New revisions in the Department of Energy's FutureGen project has led one local lawmaker to question its viability.

The DOE had already scrapped a new clean coal power plant for Mattoon, in favor of a retrofitted plant in western Illinois. The DOE is also looking for a new site for underground carbon dioxide sequestration, after Mattoon decided to withdraw from FutureGen. Under the latest revised plans, the underground storage site needs ten acres of land --- about five times the size of the Mattoon site.
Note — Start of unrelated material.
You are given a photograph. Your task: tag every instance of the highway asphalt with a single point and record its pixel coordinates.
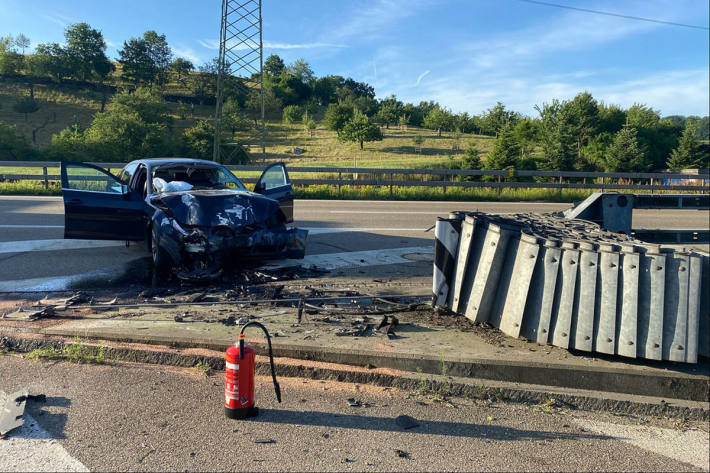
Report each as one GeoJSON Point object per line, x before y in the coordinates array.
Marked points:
{"type": "Point", "coordinates": [27, 223]}
{"type": "Point", "coordinates": [130, 417]}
State Representative Chapin Rose --- whose district includes Mattoon --- said the Energy Department's changes threaten to ruin FutureGen

"How on earth are they going to secure the easement for these property owners for a 10-square mile area," asked Rose, who said FutureGen was at one point a good idea. "I don't think the thing's ever going to happen."

The DOE wants to begin construction of the FutureGen project by 2012, but needs to produce an environmental impact report on the storage site first. John Thompson with the non-profit Clean Air Task Force said that alone could take up to three years. He said he wants FutureGen to succeed, but he is concerned the latest changes to the plan may put it in jeopardy.
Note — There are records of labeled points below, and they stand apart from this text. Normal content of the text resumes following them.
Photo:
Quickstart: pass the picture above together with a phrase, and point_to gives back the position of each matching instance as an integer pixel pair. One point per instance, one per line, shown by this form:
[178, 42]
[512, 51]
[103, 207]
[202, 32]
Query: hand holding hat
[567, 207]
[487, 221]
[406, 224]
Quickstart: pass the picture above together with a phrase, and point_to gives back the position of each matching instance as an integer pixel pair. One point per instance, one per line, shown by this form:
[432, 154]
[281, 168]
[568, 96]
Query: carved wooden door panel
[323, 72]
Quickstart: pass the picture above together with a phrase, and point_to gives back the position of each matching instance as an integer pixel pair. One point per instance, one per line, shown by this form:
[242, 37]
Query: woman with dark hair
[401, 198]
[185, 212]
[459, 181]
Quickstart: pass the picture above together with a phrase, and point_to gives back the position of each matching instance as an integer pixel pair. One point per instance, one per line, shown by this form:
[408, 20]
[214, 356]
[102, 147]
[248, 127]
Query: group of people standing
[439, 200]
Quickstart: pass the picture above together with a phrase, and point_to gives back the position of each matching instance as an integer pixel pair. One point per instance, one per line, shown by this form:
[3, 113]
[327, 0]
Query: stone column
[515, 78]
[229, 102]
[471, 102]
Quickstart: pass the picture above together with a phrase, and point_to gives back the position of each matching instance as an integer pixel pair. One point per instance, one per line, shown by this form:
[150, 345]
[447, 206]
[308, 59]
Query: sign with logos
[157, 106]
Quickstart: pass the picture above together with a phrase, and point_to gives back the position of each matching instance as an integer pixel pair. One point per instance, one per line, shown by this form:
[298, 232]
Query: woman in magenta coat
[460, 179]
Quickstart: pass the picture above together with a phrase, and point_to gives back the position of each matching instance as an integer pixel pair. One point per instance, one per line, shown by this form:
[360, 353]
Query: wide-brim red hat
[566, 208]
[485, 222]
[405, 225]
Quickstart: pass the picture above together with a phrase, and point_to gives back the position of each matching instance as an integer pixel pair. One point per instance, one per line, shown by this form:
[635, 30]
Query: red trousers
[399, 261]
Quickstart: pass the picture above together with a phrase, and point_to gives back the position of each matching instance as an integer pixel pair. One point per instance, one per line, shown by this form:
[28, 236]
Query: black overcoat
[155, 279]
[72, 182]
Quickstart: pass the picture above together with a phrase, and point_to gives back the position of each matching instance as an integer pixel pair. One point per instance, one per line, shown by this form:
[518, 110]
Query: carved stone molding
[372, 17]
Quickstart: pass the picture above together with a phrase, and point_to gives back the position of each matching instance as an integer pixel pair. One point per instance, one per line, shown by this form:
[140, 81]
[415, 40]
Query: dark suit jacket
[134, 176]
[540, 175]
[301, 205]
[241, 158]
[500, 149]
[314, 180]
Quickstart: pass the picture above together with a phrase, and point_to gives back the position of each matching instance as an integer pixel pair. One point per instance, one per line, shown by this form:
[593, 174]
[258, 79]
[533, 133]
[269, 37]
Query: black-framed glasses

"If they need to take more time to find the right storage site, they need to do that," said Thompson. "But what's happened over the last month or so is a number of changes that are occurring very quickly without careful consideration, and that needs to change."

A new storage site must be picked before September 30, the deadline when the federal government can dedicate billion of dollars in stimulus funds for FutureGen.

Thompson said he believes the DOE should carefully review the best possible storage fields across the state before it makes a decision, even if it means determining that a nearby power plant would be a better fit for the new oxy-combustion technique rather than the Meredosia plant.